Internationally recognised standardised tests: Are they accurate measures of scholastic ability?

Standardised tests, such as the SAT and GRE, are often criticised for not doing a good job at measuring what they are supposed to. Critics question the accuracy of the evaluations themselves, and also what the tests are supposed to achieve (namely, predicting academic performance in college or graduate school).

The issues are broad-ranging:

  • Should tests such as the SAT and GRE be used as admission criteria by institutions of higher learning?
  • Are they skewed towards certain segments of the student population?
  • Are they accurate measures of scholastic ability?
  • Are they useful for the institutions themselves? That is, do they accurately predict future academic performance?
  • Why do educators place a heavy emphasis on performance on such tests? Do alternative metrics exist?

Of all these different points of debate, let us focus on the tests themselves and ask: Can the SAT (Scholastic Aptitude Test), GRE (Graduate Record Examination), and CAT (Common Admission Test) accurately measure a student’s overall scholastic ability? Here are some points and counterpoints.

1. Standardised aptitude tests attempt to measure a limited set of capabilities: Logic, reasoning, language, reading comprehension, and basic mathematics (LRLCM). The GRE was modified in 2002 to include essays, but this falls within the brackets of reasoning and language. Many will argue that this is insufficient. For example, there are MBA programs that accept GRE scores; the GRE, however, does not measure many of the skills required of management graduates — for example, leadership skills and effective spoken communication.

Counterpoint: Advocates of standardised tests claim that the measured LRLCM skills are good predictors of success in graduate school, and that LRLCM skills is a point of value in itself. But this has been disputed, as in (1). A review in the psychology department of Yale University found that test scores could explain only 3% of grade difference over the first two years of graduate school.

2. Most often, institutions look at prospective students’ combined scores on all the sections of the test (GRE, SAT, or CAT, as the case may be). A student who performed poorly on the language section and exceptionally well on the mathematics part would have a similar combined score to one whose performance was vice-versa. This, it has been claimed, reduces the overall correlation with future academic performance because different programs require different skills of the student.
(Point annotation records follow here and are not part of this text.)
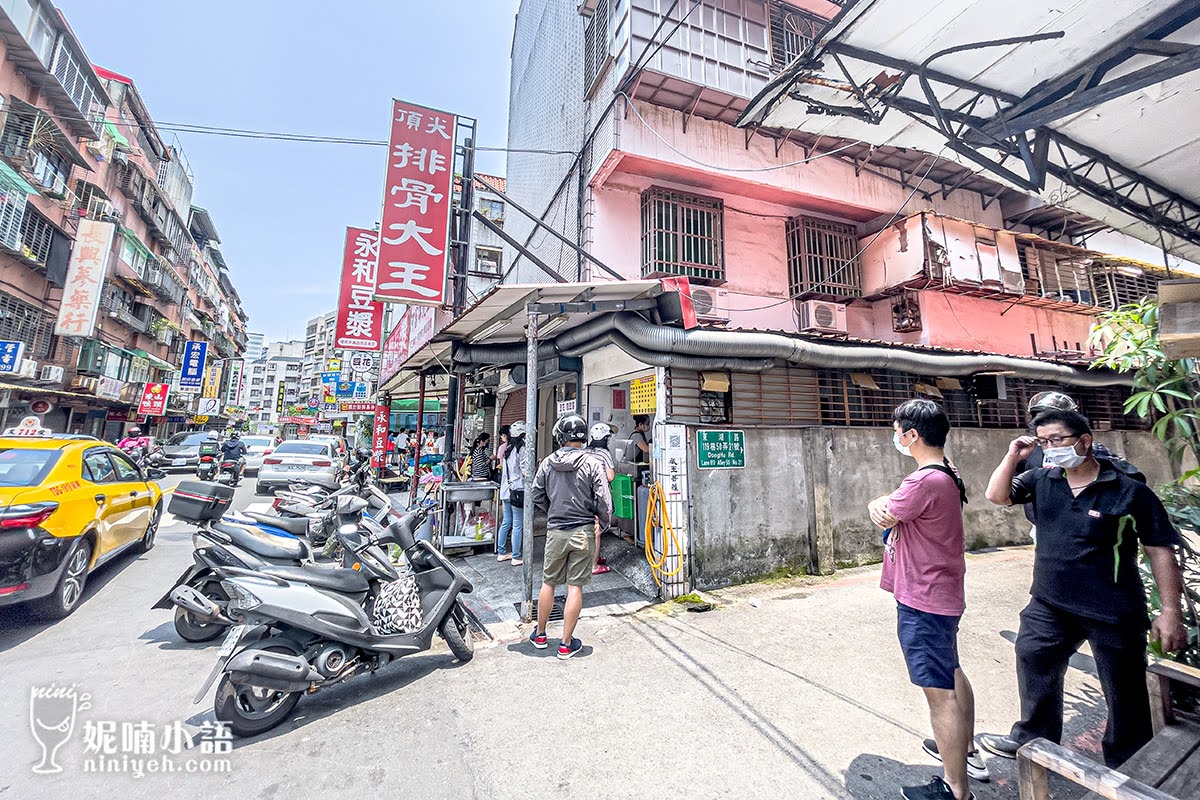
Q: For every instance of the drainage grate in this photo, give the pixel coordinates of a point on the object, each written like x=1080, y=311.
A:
x=556, y=612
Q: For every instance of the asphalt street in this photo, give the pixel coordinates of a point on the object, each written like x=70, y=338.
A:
x=785, y=690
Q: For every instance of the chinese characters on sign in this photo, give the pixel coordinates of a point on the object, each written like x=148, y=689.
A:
x=154, y=400
x=379, y=435
x=85, y=278
x=642, y=396
x=720, y=449
x=10, y=356
x=418, y=196
x=359, y=317
x=191, y=374
x=234, y=390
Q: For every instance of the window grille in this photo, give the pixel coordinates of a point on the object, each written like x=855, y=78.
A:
x=822, y=258
x=595, y=47
x=36, y=234
x=1057, y=276
x=12, y=212
x=792, y=32
x=489, y=262
x=1116, y=288
x=22, y=322
x=683, y=234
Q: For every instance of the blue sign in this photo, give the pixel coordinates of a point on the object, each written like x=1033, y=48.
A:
x=191, y=374
x=10, y=356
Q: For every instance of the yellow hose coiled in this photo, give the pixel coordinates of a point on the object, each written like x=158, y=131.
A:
x=657, y=517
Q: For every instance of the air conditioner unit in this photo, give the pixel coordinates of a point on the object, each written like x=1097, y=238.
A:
x=712, y=305
x=821, y=316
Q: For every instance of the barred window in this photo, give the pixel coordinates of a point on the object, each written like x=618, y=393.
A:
x=595, y=47
x=1119, y=286
x=791, y=32
x=22, y=322
x=36, y=234
x=822, y=258
x=683, y=234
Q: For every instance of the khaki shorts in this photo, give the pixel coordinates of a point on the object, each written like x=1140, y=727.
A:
x=569, y=555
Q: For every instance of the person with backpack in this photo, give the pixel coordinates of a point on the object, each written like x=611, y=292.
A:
x=924, y=566
x=513, y=498
x=573, y=488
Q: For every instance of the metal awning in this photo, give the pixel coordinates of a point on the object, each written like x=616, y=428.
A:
x=1087, y=106
x=499, y=317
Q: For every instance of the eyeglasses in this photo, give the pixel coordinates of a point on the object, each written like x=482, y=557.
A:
x=1054, y=441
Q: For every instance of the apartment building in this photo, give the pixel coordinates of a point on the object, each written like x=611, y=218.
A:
x=101, y=271
x=885, y=274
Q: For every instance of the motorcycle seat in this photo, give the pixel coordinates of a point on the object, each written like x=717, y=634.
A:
x=339, y=579
x=263, y=543
x=294, y=525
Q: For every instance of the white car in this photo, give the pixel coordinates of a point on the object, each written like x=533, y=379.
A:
x=256, y=449
x=298, y=459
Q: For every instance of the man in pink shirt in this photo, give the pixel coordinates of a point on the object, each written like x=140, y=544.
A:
x=923, y=567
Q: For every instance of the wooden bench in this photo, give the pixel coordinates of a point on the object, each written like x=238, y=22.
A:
x=1168, y=768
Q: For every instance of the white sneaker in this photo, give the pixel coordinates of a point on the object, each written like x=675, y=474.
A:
x=976, y=767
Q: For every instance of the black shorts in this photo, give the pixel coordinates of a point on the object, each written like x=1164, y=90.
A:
x=930, y=645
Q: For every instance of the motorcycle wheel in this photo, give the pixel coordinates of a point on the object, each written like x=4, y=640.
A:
x=192, y=629
x=456, y=631
x=250, y=710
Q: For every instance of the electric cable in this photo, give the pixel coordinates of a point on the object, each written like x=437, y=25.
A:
x=657, y=517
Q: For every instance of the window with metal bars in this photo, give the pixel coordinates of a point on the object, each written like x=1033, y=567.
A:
x=1116, y=286
x=1057, y=276
x=683, y=234
x=22, y=322
x=12, y=212
x=822, y=258
x=36, y=234
x=791, y=32
x=595, y=47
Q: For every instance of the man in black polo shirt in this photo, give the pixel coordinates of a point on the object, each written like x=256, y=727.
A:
x=1086, y=585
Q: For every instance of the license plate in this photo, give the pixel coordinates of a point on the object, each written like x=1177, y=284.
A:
x=227, y=649
x=231, y=642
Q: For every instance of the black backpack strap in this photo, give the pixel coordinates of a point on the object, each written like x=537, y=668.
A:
x=958, y=481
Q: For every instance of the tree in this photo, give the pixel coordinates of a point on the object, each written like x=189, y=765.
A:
x=1165, y=391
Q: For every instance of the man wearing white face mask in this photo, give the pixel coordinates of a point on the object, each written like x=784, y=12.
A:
x=1091, y=518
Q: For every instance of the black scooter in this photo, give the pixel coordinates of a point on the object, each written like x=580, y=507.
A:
x=324, y=626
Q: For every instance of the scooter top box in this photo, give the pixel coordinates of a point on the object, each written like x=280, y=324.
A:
x=201, y=500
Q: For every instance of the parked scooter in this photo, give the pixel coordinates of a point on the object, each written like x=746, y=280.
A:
x=226, y=541
x=325, y=626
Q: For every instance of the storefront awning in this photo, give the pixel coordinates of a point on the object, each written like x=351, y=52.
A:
x=499, y=317
x=155, y=360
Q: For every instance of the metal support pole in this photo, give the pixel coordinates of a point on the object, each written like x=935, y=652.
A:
x=529, y=465
x=420, y=425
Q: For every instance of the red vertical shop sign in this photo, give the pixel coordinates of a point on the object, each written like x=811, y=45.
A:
x=418, y=194
x=359, y=317
x=379, y=437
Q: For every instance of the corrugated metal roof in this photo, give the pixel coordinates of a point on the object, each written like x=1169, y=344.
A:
x=1150, y=131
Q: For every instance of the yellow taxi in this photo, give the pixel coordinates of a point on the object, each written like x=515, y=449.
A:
x=67, y=505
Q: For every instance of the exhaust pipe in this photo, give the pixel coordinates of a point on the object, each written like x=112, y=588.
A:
x=193, y=602
x=273, y=671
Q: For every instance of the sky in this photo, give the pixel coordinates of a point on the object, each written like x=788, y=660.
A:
x=299, y=66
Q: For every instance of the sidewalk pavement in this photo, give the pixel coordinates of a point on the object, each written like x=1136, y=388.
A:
x=801, y=693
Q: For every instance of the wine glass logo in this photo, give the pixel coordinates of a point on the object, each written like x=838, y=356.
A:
x=52, y=717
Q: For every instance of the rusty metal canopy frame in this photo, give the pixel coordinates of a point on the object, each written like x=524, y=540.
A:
x=1109, y=65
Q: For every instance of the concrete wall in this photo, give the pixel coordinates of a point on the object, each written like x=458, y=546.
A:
x=802, y=499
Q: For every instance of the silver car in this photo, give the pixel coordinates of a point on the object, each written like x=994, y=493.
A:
x=299, y=461
x=257, y=447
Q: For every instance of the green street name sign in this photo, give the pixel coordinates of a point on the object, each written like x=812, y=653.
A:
x=721, y=449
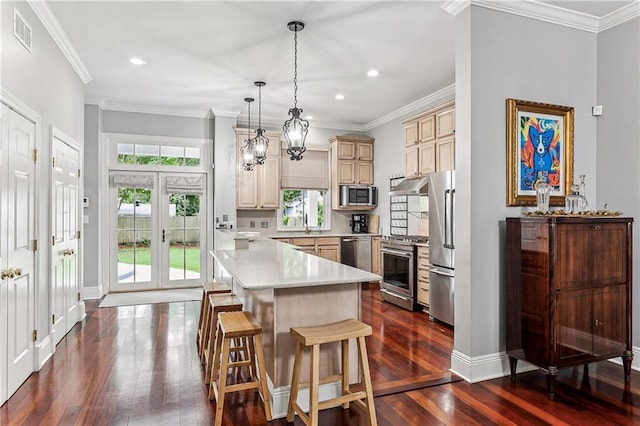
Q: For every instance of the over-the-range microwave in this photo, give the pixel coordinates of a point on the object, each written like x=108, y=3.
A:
x=354, y=195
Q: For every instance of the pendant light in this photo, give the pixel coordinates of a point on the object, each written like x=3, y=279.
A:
x=247, y=150
x=295, y=128
x=260, y=142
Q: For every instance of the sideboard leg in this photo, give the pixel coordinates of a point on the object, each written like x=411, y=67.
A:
x=551, y=382
x=626, y=361
x=513, y=362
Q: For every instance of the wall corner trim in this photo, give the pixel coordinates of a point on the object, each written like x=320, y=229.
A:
x=51, y=24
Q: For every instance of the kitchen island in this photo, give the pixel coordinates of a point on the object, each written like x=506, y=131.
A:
x=284, y=287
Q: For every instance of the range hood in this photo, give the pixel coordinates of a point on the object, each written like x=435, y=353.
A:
x=412, y=186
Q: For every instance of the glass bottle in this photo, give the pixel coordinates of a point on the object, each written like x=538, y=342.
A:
x=572, y=201
x=543, y=193
x=584, y=205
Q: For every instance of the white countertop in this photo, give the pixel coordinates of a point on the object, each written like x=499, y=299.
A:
x=273, y=264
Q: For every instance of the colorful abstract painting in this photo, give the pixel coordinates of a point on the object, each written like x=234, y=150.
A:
x=539, y=149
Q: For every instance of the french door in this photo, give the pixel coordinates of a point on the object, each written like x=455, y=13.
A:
x=158, y=230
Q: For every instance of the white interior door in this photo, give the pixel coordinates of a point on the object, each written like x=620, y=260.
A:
x=17, y=232
x=183, y=229
x=65, y=226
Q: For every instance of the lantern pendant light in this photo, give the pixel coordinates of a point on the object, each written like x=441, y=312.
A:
x=247, y=151
x=260, y=142
x=295, y=128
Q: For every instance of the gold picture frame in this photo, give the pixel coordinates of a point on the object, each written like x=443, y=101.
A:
x=539, y=148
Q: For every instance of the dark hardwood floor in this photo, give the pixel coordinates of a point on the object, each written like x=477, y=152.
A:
x=138, y=365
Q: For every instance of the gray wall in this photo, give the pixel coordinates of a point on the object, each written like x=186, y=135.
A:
x=92, y=250
x=501, y=56
x=618, y=147
x=46, y=83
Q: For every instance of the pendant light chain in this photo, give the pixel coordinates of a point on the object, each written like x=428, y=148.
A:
x=295, y=68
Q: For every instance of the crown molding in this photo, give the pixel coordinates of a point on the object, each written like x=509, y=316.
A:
x=277, y=122
x=51, y=24
x=544, y=12
x=550, y=13
x=443, y=94
x=147, y=109
x=617, y=17
x=453, y=7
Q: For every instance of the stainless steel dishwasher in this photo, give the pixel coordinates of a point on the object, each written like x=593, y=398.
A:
x=356, y=252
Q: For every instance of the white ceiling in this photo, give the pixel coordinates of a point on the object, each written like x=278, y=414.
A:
x=204, y=55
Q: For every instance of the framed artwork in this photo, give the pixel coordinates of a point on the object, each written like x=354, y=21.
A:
x=539, y=149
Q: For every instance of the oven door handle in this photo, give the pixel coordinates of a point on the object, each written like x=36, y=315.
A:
x=384, y=290
x=439, y=271
x=396, y=252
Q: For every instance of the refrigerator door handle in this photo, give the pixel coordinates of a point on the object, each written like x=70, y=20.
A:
x=448, y=218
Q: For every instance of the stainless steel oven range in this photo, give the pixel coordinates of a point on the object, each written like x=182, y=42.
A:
x=398, y=264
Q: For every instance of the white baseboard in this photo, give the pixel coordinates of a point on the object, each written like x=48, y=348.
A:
x=92, y=292
x=42, y=352
x=486, y=367
x=635, y=364
x=280, y=397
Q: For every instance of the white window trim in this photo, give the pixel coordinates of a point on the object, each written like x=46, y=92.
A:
x=327, y=214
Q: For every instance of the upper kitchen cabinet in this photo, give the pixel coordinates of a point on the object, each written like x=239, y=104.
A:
x=260, y=187
x=429, y=140
x=351, y=163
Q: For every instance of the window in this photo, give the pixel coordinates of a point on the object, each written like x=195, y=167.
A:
x=166, y=155
x=302, y=207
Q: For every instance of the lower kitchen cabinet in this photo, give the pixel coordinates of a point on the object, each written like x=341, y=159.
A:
x=375, y=255
x=568, y=295
x=422, y=272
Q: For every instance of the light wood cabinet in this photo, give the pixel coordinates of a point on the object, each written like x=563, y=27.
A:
x=352, y=164
x=375, y=255
x=260, y=187
x=422, y=272
x=430, y=141
x=568, y=292
x=326, y=247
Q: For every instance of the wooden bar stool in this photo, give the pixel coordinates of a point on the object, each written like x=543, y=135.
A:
x=217, y=303
x=234, y=325
x=213, y=287
x=314, y=336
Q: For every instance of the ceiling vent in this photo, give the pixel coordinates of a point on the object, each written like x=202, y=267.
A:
x=21, y=30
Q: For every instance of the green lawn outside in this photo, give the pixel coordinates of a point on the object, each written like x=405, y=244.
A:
x=177, y=257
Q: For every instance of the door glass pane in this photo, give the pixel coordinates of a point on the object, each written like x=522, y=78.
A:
x=134, y=235
x=184, y=234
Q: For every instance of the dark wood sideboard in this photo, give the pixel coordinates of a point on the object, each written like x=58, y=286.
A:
x=568, y=292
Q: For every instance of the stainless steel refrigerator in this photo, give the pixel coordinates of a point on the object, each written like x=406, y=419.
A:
x=442, y=202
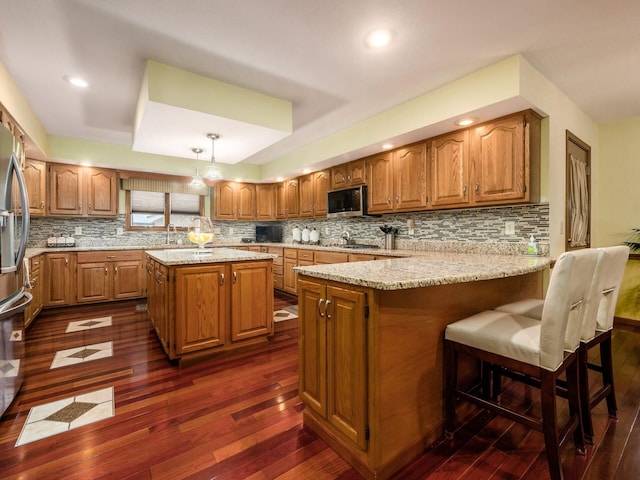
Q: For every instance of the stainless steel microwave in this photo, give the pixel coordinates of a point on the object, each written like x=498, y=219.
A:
x=347, y=202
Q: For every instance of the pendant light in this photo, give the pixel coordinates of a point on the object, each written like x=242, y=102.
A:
x=213, y=171
x=197, y=180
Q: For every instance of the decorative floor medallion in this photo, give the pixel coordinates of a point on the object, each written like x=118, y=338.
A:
x=63, y=415
x=80, y=325
x=76, y=355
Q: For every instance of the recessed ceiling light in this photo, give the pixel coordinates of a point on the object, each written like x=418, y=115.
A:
x=463, y=122
x=379, y=38
x=76, y=81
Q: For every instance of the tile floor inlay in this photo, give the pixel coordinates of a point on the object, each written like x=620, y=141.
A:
x=73, y=356
x=64, y=415
x=80, y=325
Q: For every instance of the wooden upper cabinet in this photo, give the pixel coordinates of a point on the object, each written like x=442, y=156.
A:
x=82, y=191
x=503, y=152
x=35, y=176
x=235, y=201
x=450, y=169
x=380, y=182
x=265, y=201
x=410, y=178
x=313, y=194
x=348, y=174
x=102, y=192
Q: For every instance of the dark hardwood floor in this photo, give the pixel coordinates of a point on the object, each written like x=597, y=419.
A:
x=240, y=417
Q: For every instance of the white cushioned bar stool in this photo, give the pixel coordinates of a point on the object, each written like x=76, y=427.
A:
x=596, y=330
x=534, y=348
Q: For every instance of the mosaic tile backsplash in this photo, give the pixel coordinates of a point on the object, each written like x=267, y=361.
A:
x=436, y=230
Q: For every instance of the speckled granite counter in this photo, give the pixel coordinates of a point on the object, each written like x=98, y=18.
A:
x=196, y=256
x=427, y=269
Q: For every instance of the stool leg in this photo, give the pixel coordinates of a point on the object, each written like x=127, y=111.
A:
x=450, y=387
x=550, y=423
x=606, y=360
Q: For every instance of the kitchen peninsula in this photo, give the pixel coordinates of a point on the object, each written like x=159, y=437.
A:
x=370, y=346
x=203, y=302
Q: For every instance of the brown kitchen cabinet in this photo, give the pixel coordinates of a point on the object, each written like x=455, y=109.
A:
x=333, y=357
x=348, y=174
x=82, y=191
x=60, y=279
x=109, y=275
x=265, y=201
x=313, y=194
x=235, y=201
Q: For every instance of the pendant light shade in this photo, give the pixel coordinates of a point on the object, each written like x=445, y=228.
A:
x=197, y=180
x=213, y=171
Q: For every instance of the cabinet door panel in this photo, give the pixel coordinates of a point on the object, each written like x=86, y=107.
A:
x=202, y=311
x=346, y=363
x=450, y=170
x=251, y=300
x=312, y=379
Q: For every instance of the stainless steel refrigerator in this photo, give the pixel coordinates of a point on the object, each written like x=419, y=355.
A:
x=14, y=232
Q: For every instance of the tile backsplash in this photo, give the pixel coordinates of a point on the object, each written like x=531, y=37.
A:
x=434, y=230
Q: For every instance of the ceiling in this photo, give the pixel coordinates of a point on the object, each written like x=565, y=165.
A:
x=310, y=53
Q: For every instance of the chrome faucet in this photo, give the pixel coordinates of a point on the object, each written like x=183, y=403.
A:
x=171, y=225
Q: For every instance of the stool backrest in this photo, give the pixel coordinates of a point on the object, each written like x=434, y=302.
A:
x=601, y=306
x=563, y=309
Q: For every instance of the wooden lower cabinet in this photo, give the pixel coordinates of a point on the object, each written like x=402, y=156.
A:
x=199, y=310
x=371, y=366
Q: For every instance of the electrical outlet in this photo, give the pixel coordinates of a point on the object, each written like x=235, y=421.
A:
x=509, y=228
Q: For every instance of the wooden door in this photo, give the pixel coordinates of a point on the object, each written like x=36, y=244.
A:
x=380, y=181
x=65, y=190
x=410, y=178
x=498, y=152
x=58, y=271
x=225, y=201
x=450, y=170
x=312, y=346
x=35, y=176
x=346, y=355
x=102, y=192
x=246, y=201
x=202, y=312
x=94, y=282
x=305, y=184
x=127, y=279
x=251, y=300
x=265, y=201
x=320, y=188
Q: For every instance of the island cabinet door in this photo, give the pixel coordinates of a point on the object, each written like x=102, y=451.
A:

Students’ aptitudes on different sections of the test can vary widely; these sometimes should — and sometimes should not — be penalised. A student aspiring to enter a foreign language program should not be penalised for a below-average score on the analytical-ability section. On the contrary, for a mathematics program, a good combined score with a sub-par mathematics score — should be penalised. The predictive ability of the standardised test is thus enhanced in some cases and lowered in some cases; overall, therefore, a combined score is undesirable.

Counterpoint: There are claims that a well-rounded score is a better predictor of future performance. There is not, however, enough documented evidence about the use or benefit of individual versus combined scores.

3. A classic argument is that standardised competitive tests reward practice and coaching. An ideal test would not. It should not make a difference whether a student has practised test material for two months, or whether test questions are presented impromptu. 

Counterpoint: Academic programs themselves reward test practice, revision of material prior to examinations, etc. The fact of a standardised test rewarding practice is consistent with the nature of academic programs.

4. Tests are skewed towards “good test takers” — that is, those who are more sensitised to time and timing, who work well under pressure, and so on. It has been said that such individuals are able to treat the test like a game or puzzle, and that they plan a strategy in accordance with “the rules of the game.” These soft skills do not necessarily correlate with the skills that the test is eliciting from the student.

Counterpoint: As with reward for practice and coaching, the ability to work under pressure and deadlines, and to correctly estimate work quanta, correlate with the demands of academic work.

5. In the case of internationally valid examinations (such as the GRE), language becomes a point of bias against those whose native language is different from that of the test. Such students have the additional task of becoming familiar with the test language, if they have not been exposed to it early in their lives.

Counterpoint: Some might argue that proficiency in the test language (most often English) is essential for success in a study program offered in English. However, tests like the SAT and GRE heavily reward above-average proficiency in English, which necessarily makes a bias against those for whom it is a second language. From (2): At one university, bilingual Hispanic students who scored low on the GRE performed exceptionally well on a comparable test administered in Spanish.

 

As a conclusion, performance on such tests does not necessarily correlate with academic excellence, past or future. The points above remain open to debate. A conclusion — about the value or otherwise of standardised tests —  is elusive.

 

 

 

References:

1. Sternberg, R. & Williams, W. (1997). Does the Graduate Record Examination Predict Meaningful Success in the Graduate Training of Psychologists?

2. Bornheimer, D.G. (1984). Predicting Success in Graduate School Using GRE and PAEG Aptitude Test Scores. College and University, v. 60 (no. 1) pp. 54-62.